Cannabis in Northern Cyprus
- Location of Northern Cyprus (dark green)
- Medicinal: Legal
- Recreational: Illegal

= Cannabis in Northern Cyprus =

Cannabis in Northern Cyprus is illegal for recreational use but legal for medical purposes under certain conditions. Marijuana is the most commonly used illicit drug by Turkish Cypriots.

== Medical cannabis ==
The government officially legalized medical use of cannabis oil for cancer patients on January 7, 2017. Republic of Cyprus, which Northern Cyprus de jure a part of, has also legalized medical cannabis production later that year, though the use of medical cannabis has only been legalized in early 2019 by House of Representatives of Cyprus. In May 2020 National Unity Party of Northern Cyprus MP Oğuzhan Hasipoğlu expressed that production of medical cannabis "soon could be discussed in the parliament.". He has claimed that medical cannabis production could help patients with pain issues and would also be beneficial to country's economy.

== Prevalence ==
In a 2020 study that examined lifetime prevalence of drug use in Northern Cyprus between 2003 and 2015 it was found that 4.5% of the questioned has used cannabis at least once in their lives.

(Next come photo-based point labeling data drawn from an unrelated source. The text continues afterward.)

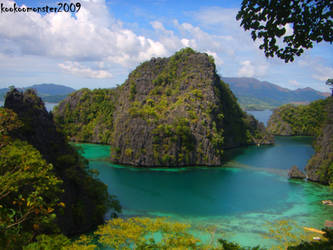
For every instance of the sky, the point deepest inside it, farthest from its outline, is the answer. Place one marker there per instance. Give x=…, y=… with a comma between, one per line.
x=98, y=46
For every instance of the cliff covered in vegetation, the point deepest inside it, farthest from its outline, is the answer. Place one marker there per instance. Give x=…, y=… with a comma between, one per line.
x=298, y=120
x=315, y=119
x=43, y=179
x=170, y=112
x=320, y=166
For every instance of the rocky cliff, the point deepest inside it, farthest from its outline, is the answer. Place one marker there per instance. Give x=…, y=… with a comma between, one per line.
x=320, y=166
x=85, y=197
x=170, y=112
x=315, y=119
x=298, y=120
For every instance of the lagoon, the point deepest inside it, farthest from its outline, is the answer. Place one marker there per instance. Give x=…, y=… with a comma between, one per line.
x=238, y=198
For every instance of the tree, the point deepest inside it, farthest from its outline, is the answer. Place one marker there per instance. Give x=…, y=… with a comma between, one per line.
x=268, y=20
x=28, y=188
x=329, y=82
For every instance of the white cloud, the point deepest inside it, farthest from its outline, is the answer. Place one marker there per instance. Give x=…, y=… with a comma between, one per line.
x=93, y=35
x=294, y=83
x=319, y=71
x=323, y=73
x=76, y=68
x=247, y=69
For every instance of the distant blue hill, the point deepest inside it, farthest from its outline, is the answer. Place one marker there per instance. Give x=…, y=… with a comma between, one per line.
x=49, y=92
x=255, y=94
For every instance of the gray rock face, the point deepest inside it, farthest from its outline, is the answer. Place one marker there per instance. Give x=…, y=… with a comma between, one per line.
x=40, y=131
x=320, y=165
x=277, y=126
x=170, y=112
x=295, y=173
x=176, y=112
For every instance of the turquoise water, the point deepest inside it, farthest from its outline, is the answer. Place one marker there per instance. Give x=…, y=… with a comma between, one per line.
x=239, y=198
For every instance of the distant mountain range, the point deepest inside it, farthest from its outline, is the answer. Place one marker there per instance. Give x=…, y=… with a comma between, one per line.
x=49, y=92
x=255, y=94
x=251, y=93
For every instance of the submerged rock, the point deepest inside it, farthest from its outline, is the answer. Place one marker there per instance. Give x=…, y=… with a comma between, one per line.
x=295, y=173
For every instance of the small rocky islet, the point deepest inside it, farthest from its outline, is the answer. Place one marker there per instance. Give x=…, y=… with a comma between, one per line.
x=314, y=119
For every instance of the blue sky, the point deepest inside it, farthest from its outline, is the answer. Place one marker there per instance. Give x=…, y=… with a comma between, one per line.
x=105, y=40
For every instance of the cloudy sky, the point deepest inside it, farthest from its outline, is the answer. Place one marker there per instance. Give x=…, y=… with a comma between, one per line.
x=98, y=46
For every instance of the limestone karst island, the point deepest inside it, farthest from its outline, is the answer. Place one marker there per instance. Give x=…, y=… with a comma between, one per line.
x=166, y=125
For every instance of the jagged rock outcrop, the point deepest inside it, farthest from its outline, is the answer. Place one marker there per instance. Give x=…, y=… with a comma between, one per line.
x=320, y=166
x=315, y=119
x=170, y=112
x=295, y=173
x=85, y=198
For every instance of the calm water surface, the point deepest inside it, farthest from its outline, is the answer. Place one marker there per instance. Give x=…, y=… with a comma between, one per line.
x=239, y=198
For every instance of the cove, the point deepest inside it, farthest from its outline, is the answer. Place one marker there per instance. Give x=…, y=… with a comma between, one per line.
x=239, y=198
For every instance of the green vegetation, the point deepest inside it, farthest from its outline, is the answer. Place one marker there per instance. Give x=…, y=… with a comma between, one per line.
x=89, y=117
x=160, y=233
x=29, y=189
x=310, y=21
x=162, y=114
x=299, y=120
x=252, y=103
x=45, y=185
x=316, y=120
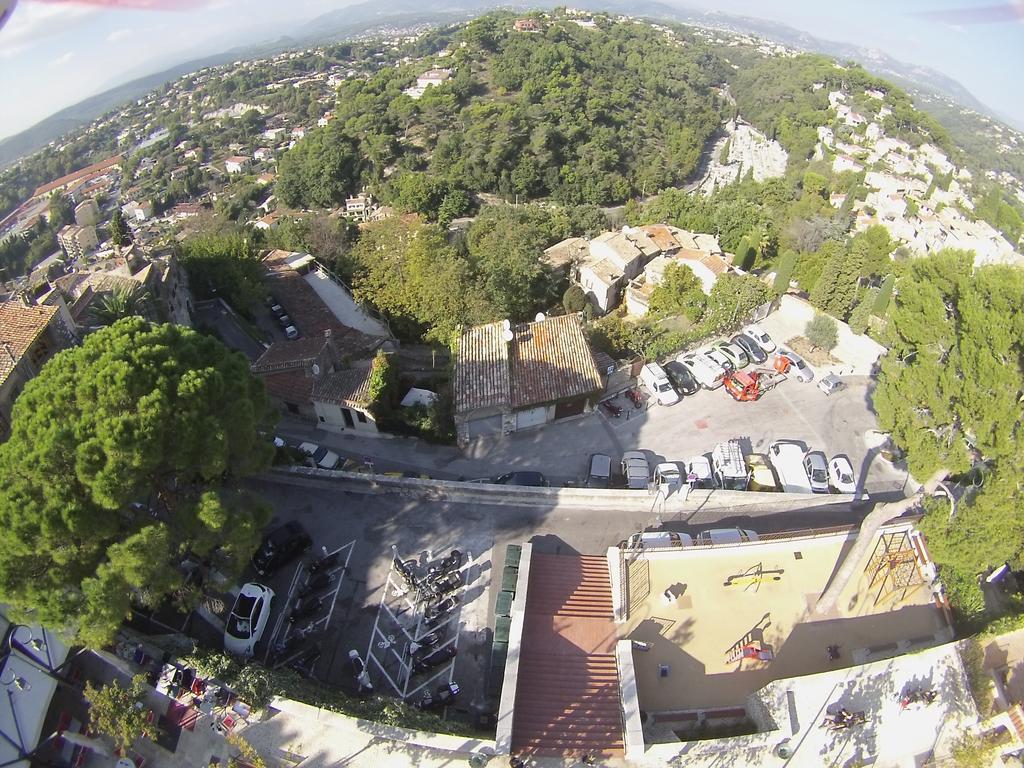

The prevalence of the use of synthetic cannabinoids were 3.5%. Studies on drug use among Turkish Cypriots have shown similarities to both Turks in Turkey, as well as to Greek Cypriots. Another study from 2013 discovered that lifetime prevalence of cannabis use was 7.7% in TRNC. It is believed that the prevalence of cannabis consumption is growing in the country.

== Legalization efforts ==
The first 420 event in the country was held in the capital city of Lefkoşa in 2015. On April 20, 2017, a small group of protesters carried out an event near the parliament building and made a public statement, demanding the legalization of cannabis sale, consumption, and production within state regulations.